Schofield et al (2002) found that mice immunised with a chemical synthesised version of P.
falciparum GPI glycan displayed less severe symptoms of malaria when exposed to infection
than controls, acquiring protection against cerebral malaria syndrome, malarial acidosis, fatality
and other pathologies of the disease. This indicates that anti-GPI antibody production
neutralises the proinflammatory cytokine activity linked to pathogenesis. Schofield et al (2002)
concludes that GPI therefore confirming it to be a significant “endotoxin of parasitic origin”,
providing evidence that GPI fulfils the requirements of a toxin.

Evaluation of the Anti-GPI Vaccine

An advantage of the anti-GPI approach is evidence supports its feasibility to provide to combat
malaria pathogenesis.​ ​GPI-specific protective immunity has gained support from a longitudinal
cohort study performed by Naik R S et al, 2000. Naik analysed the anti-GPI antibody response
in endemic areas, finding that these individuals gained protection through a parasite
GPI-specific IgG response. This supports the role GPI plays in acquiring tolerance to malaria
therefore, an anti-GPI vaccine may be a promising way to confer neutralising immunity.
Another advantage of an anti-GPI vaccine is that it could work for multiple species of
Plasmodium​ that cause malaria. GPI performs vital functions for plasmodium protozoa;
necessary for survival and development. GPI is highly conserved across species (Tachado, S.D,
1997. Schofield et al, 2002), this makes an anti-GPI vaccine ideal as it could possibly affect
multiple strains of malaria infection. GPIs important role for parasite survival also makes
vaccine-induced selection unlikely, so anti-GPI vaccines should remain protective unlike typical
vaccines where strains can become resistant like in the case of polio and hepatitis.

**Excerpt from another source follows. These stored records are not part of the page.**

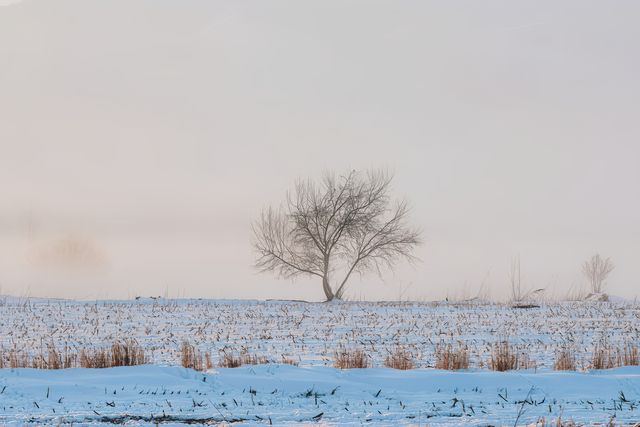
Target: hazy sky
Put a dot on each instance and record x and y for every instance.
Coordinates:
(140, 138)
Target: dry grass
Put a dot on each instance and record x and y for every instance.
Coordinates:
(289, 361)
(630, 356)
(452, 358)
(231, 360)
(604, 356)
(121, 353)
(350, 359)
(192, 358)
(565, 360)
(505, 357)
(400, 359)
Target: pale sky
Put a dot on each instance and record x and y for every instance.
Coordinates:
(150, 133)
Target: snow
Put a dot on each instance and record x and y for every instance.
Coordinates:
(288, 395)
(315, 392)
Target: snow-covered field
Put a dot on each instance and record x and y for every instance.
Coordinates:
(315, 392)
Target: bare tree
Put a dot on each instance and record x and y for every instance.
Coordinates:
(343, 224)
(515, 279)
(596, 270)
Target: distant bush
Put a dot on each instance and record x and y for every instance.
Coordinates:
(505, 357)
(565, 360)
(349, 359)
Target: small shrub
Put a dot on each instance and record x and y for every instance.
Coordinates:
(400, 359)
(350, 359)
(450, 358)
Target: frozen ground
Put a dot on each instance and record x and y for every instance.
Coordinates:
(315, 392)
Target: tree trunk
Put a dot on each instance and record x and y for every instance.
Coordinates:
(327, 288)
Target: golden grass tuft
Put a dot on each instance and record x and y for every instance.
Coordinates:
(351, 359)
(452, 358)
(232, 360)
(565, 360)
(505, 357)
(400, 359)
(192, 358)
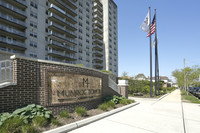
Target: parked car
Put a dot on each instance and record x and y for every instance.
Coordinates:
(190, 89)
(196, 89)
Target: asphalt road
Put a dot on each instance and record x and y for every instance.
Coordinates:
(168, 115)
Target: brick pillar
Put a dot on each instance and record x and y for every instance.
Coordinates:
(123, 87)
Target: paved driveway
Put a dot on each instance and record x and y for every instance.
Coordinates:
(151, 116)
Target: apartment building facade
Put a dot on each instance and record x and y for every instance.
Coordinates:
(110, 31)
(70, 31)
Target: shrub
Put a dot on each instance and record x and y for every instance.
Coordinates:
(31, 111)
(81, 111)
(28, 129)
(111, 104)
(3, 117)
(125, 101)
(11, 125)
(103, 107)
(64, 114)
(79, 64)
(55, 122)
(146, 89)
(39, 121)
(106, 71)
(116, 99)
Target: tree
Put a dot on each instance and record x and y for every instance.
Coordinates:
(189, 76)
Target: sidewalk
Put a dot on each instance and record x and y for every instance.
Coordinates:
(150, 116)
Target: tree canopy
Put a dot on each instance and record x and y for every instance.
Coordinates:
(189, 75)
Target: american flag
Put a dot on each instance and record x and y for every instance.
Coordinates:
(153, 26)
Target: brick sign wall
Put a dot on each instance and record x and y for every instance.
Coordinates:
(57, 86)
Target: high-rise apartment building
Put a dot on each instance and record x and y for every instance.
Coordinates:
(70, 31)
(110, 35)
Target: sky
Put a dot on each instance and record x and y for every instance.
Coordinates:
(178, 30)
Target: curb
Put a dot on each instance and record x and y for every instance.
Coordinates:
(163, 96)
(81, 123)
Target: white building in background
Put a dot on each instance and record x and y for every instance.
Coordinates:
(70, 31)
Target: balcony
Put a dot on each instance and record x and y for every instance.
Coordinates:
(12, 21)
(62, 46)
(98, 59)
(97, 35)
(97, 23)
(60, 20)
(98, 47)
(98, 53)
(13, 10)
(61, 12)
(12, 32)
(13, 44)
(63, 30)
(62, 38)
(64, 6)
(71, 3)
(100, 19)
(98, 65)
(60, 54)
(19, 3)
(98, 41)
(98, 6)
(97, 29)
(98, 12)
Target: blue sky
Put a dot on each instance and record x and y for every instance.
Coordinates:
(178, 26)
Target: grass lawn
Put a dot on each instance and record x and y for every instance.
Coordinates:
(189, 98)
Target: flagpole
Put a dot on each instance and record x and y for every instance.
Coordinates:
(155, 57)
(150, 54)
(156, 50)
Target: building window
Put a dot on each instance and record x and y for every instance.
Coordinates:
(87, 28)
(88, 54)
(80, 51)
(80, 37)
(33, 34)
(33, 4)
(87, 41)
(87, 4)
(80, 11)
(33, 24)
(33, 44)
(87, 10)
(80, 17)
(80, 24)
(80, 44)
(88, 35)
(80, 4)
(33, 14)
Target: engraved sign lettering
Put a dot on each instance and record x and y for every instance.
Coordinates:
(69, 88)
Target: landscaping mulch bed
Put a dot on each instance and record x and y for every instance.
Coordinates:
(73, 117)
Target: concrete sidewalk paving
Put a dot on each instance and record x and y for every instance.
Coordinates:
(164, 116)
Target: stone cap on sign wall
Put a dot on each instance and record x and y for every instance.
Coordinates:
(54, 62)
(123, 82)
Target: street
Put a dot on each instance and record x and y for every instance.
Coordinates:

One flaw of the anti-GPI vaccine, is that complete relief from pathology is unlikely; other less
studied toxins may have equal impact on pathology. Hemozoin, a metabolic by product of
haemoglobin breakdown during infection. Evidence shows that hemozoin has immunogenic
properties stimulating the same TLR9 receptor GPI activates and release similar cytokines
(Coban et al 2010.) This illustrates that other toxins have pathological effects that an anti-GPI
vaccine cannot protect against. Furthermore, neutralising toxins cannot cancel the effects of
immunogenic antigens. Surface antigens like PfEMP1 and AMP-1 incur sequestration and
rosetting, contributing to anaemia and cerebral malaria. Therefore, an anti-toxic vaccine may
only offers partial anti-disease protection.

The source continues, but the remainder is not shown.